As time goes by or as you age, your friend list shrink from 200 people to 10 close friends. Familiar? Of course. I believe it happens to everyone of us. As age catching up on us, we search for quality traits in a friend rather than 'Hey girlfriend' type of people. People who vanished the moment you need them in desperate time.
In friendship, people make mistakes. Mistakes that sometimes without realizing, you're hurting another party. Cause I was in that boat. There are few types of friends in this world (as far as I know) .
1. Egoistic type
This is the type of people who doesn't admit their mistake even when it is pointed out clearly. He/she don't mind losing 1 friend thinking that he/she can make another 10 new friends
2. Merciful friend
This one is me. Very clearly. This type of friends apologize 10 thousand times when he/she makes mistake and work hard to mend the mistakes.
You see, no one is perfect. Neither do I but I come to realize that when you forgive someone and move on, it makes your life happier. When someone make mistake and try his/her level best to save the friendship, we often feel that person may need us desperately or 'Why should I?'. Look into the mirror and ask yourself whether have you make any mistake that hurt the person you care throughout your entire life? Of course you did. We are not robots. Conditioned to feel nothing, heartless, careless.
It was many weeks ago that I may have said something to a friend that he could not tolerate. But it was more of a direct truth rather than sugar coated sentences. I hardly sugar coat things when someone ask for my advise. Cause I believe in setting the right expectations. At the end of the day, everyone has to face the facts. That is my ideal of friendship. I know it hurts cause I have a best friend who will always tell me the truth when I ask for her opinion and I know it could stab you in the heart.
Regardless of my character, I have my own soft spot too. I forgive people easily although it could be the hardest thing to do but it is the most noble thing to do to help another person to move on and it makes you a happier individual. That innocent party can move on with his/her life because it wasn't the mistake that they did but have you thought about that person who is struggling to think of a million way on how to make it up to you? I can easily said 'I give up' but because I know what kind of friendship worth fighting for, I persevere BUT to a certain extend.

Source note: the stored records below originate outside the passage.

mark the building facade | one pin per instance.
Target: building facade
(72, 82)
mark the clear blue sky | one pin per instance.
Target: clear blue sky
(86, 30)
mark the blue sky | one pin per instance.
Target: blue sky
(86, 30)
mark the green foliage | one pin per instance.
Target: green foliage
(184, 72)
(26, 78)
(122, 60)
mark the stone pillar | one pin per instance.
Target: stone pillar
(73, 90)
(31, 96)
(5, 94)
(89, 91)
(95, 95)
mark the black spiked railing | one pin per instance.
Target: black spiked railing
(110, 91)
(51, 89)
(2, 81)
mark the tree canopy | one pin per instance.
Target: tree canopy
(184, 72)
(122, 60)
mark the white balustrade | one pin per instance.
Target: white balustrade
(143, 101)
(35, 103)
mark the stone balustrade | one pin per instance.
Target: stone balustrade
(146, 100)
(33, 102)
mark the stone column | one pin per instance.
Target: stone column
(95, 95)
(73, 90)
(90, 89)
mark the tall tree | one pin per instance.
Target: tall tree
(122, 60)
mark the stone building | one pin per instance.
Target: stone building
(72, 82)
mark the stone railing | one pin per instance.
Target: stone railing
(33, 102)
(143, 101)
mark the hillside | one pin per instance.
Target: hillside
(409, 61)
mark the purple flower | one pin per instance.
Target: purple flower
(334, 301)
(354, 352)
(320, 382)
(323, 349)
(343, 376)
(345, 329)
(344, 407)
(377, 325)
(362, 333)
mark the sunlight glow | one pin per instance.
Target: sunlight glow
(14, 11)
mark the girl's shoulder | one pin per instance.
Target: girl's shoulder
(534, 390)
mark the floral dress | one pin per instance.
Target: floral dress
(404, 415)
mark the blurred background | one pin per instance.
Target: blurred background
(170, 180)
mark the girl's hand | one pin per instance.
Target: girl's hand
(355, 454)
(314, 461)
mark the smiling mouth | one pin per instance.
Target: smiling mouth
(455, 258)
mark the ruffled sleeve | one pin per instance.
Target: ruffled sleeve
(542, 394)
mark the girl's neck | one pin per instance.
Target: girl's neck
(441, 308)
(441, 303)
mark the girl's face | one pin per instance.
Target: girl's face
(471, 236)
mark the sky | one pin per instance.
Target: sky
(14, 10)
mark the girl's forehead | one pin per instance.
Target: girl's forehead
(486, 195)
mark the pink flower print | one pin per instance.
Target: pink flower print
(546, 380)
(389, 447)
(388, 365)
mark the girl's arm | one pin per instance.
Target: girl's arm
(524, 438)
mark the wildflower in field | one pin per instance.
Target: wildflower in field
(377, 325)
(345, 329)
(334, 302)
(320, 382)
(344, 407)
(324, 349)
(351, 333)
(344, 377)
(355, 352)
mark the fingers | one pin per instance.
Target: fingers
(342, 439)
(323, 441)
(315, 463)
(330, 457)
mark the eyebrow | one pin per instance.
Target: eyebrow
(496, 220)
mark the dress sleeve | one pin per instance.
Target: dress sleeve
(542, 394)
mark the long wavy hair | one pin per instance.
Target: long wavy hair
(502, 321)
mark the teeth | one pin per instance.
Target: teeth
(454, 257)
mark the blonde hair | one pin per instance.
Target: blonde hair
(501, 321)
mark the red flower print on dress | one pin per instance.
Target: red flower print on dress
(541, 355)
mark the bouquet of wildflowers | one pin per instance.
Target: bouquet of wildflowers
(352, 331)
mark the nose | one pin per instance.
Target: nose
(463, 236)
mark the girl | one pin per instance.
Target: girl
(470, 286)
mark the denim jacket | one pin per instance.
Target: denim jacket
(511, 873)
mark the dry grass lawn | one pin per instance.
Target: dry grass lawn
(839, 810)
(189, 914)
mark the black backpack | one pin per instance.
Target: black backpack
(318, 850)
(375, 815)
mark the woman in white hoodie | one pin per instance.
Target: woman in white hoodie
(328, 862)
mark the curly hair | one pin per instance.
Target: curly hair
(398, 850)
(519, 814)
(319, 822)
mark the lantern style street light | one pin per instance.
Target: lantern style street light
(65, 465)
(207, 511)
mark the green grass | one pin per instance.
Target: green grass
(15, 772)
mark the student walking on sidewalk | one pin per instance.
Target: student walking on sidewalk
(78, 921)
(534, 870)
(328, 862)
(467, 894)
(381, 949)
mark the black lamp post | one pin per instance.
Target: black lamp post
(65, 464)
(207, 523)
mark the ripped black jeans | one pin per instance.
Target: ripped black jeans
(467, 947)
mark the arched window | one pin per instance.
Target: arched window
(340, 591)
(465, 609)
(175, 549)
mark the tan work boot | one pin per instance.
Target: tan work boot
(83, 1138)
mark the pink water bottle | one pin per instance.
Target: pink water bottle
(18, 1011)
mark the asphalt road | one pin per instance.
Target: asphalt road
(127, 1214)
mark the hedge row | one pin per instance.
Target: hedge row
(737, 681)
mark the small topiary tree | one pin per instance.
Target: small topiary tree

The point of my story is that along the way, sometimes you are given the upper hand and you could potentially turn on your alter ego and perhaps thinking that you're doing the right thing. Everyone makes mistakes, and never think that we are morally above them. No one can run from making mistake even the smallest one. To sit down and think thoroughly about the situation could possibly strengthen the friendship, perhaps better understanding of each other. What good a friend for if you can't accept his/her flaws because good and real people are hard to come by these days. People are so quick to judge your one mistake rather than looking back at all the good things you've done.
For now, I've tried my level best. I don't want to be looking back thinking 'I should have....'. Regrets that you'll carry throughout your life. It's choice you make.